Google’s ML serving infrastructure logs samples of the serving data and this is imported back into the training pipeline where the data validator uses it to detect skew.

To detect feature skew, the validate does a key-join between corresponding batches of training and serving data followed by a feature-wise comparison.

To detect distribution skew the distance between the training and serving distributions is used. Some distance is expected, but if it is too high an alert will be generated. There are classic distance measures such as KL-divergence and cosine similarity, but product teams had a hard time understanding what they really meant and hence how to tune thresholds.

In the end Google settled on using as a distance measure the largest change in probability for any single value in the two distributions. This is easy to understand and configure (e.g., “allow changes of up to 1% for each value”), and each alert comes with a ‘culprit’ value that can be used to start an investigation. Going back to our motivating example, the highest change in frequency would be associated with -1.

Model unit testing

Model unit testing is a little different, because it isn’t validation of the incoming data, but rather validation of the training code to handle the variety of data it may see. Model unit testing would fit very nicely into the CI setup we looked at last time out.

…[training] code is mostly a black box for the remaining parts of the platform, including the data-validation system, and can perform arbitrary computations over the data. As we explain below, these computations may make assumptions that do not agree with the data and cause serious errors that propagate through the ML infrastructure.

For example, the training code may apply a logarithm over a number feature, making the implicit assumption that the value will always be positive. These assumptions may well not be present in the schema (that just specifies an integer feature).

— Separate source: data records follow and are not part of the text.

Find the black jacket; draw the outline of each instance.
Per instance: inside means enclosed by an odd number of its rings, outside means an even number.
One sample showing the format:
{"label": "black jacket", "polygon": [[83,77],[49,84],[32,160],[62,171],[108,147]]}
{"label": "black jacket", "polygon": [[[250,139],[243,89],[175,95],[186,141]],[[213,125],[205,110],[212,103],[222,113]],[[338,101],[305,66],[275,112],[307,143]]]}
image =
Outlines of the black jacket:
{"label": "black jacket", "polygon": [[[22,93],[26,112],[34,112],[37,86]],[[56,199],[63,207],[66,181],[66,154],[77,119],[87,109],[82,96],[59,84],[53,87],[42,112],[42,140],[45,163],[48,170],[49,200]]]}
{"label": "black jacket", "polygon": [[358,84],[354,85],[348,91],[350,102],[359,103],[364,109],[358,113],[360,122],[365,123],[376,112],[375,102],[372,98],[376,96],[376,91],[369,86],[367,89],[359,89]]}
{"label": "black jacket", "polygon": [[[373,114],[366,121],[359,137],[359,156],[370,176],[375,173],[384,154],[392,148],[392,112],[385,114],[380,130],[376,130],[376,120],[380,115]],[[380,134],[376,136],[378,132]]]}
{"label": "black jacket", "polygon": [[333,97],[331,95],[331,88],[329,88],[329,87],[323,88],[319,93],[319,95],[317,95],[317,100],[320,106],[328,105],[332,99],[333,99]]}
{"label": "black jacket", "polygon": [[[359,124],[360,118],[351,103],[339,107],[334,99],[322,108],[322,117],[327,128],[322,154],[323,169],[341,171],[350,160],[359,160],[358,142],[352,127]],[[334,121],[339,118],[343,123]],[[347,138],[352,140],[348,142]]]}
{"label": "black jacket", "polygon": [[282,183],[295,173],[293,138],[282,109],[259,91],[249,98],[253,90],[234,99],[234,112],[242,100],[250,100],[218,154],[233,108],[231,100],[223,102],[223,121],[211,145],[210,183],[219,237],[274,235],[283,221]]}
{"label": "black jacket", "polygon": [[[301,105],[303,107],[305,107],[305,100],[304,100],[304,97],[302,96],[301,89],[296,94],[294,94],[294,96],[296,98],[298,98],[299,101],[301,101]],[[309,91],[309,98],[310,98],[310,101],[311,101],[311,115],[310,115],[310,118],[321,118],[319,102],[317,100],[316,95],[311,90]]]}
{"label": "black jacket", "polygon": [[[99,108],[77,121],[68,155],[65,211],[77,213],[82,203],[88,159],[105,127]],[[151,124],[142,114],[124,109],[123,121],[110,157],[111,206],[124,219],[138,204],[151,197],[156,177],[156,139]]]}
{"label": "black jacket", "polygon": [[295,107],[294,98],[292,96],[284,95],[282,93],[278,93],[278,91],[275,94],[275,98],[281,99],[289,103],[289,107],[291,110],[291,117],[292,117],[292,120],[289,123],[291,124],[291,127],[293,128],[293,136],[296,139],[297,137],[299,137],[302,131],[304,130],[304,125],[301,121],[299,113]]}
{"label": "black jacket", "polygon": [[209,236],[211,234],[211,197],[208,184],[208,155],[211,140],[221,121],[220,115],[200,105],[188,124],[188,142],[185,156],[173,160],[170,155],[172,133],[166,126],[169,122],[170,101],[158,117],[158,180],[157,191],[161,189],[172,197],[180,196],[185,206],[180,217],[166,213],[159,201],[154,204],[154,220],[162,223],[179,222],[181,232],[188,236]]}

To flush these out, the schema is used to generate synthetic inputs in a manner similar to fuzz testing, and the generated data is then used to drive a few iterations of the training code.

In practice, we found that fuzz-testing can trigger common errors in the training code even with a modest number of randomly-generated examples (e.g., in the 100s). In fact, it has worked so well that we have packaged this type of testing as a unit test over training algorithms, and included the test in the standard templates of our ML platform.

Experiences in production at Google

Users do take ownership of their schemas after the initial generation, but the number of edits required is typically small:

…anecdotal evidence from some teams suggest a mental shift towards a data-centric view of ML, where the schema is not solely used for data validation but also provides a way to document new features that are used in the pipeline and thus disseminate information across the members of the team.

The following table shows the kinds of anomalies detected in a 30-day period, and whether or not the teams took any action as a result. Product teams fix the majority of detected anomalies.

Furthermore, 6% of all model unit testing runs find some kind of error, indicating that either training code had incorrect assumptions or the schema was underspecified.

Related work

Before we go, I just wanted to give a quick call out to the related work section in the paper (§7) which contains a very useful summary of works in the data validation, monitoring, and cleaning space.